When Maggie died they brought casseroles and cheese platters and lasagnas and brownies and a pecan pie in a pink ceramic dish, chipped along one side of its rim, and we didn’t like pecan pie and we didn’t eat it and the dish sat in the refrigerator for weeks. The pecans curled into themselves like dead bugs, and the sugar crystals grew slick and waterlogged and glistened obscenely when the refrigerator light clicked on, and the crust broke down and disintegrated, its crumbs joining the North, South, and East walls of Solomon’s temple and rows sixteen C through forty-two A of the Coliseum, and her bones. And in the middle a deep dent began to form, as if God himself, who my wife still believed in, and spoke to, she said, every day, was pressing firmly at the pie’s axis with one finger. I said, What’s he saying to you, God, and my wife said He isn’t talking I am.
What are you saying to him, then.
That I hate him, she said. That’s what I say.
I couldn’t think what to say to her then so I opened the refrigerator and saw the pie there a curdling thing and said Let’s throw this away already and my wife said No, we might need it. Don’t.
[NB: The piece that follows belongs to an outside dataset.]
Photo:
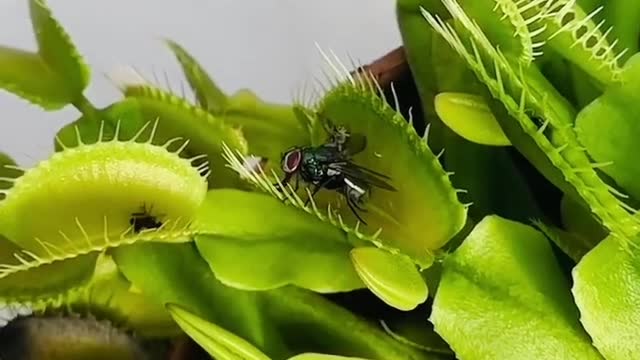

That’s the night I went into Maggie’s room with the white paint can and I peeled down all her posters and I pushed all the furniture into the center of the room. I had been at work, but they sent me home, and now what did I have to do? I painted. I painted over the toddler crayon scribbles, the connect-the-dots of thumbtack holes, the tape flecks and stains. Every day I painted, every day my wife went to Mass, and we lived on Campbell’s green bean casseroles for a month or more.
I kept on painting the room, over and over, the air in the house was toxic fumes, even though I opened every window. We went about in sweaters and slippers, like old people in an assisted care home, only there was no one to assist us, really; though it is true that they brought us all those casseroles, all those brownie trays, and that pie.
Until they stopped, retreated to their own, childful lives. Until my work said come in and please be productive, or we are sorry but don’t come back.
The night before I was set to return, I finished a whole wall and watched it dry for a while. Then I stood by the kitchen door and watched my wife cook frozen hamburger in a pan and I watched her eat it alone from the pan, with her fingers, forgetting I was there and might be hungry too. I said Well what’ll I eat then. And she said There’s that pecan pie. I said Yeah because no one likes it, and she said, It’s all we have left.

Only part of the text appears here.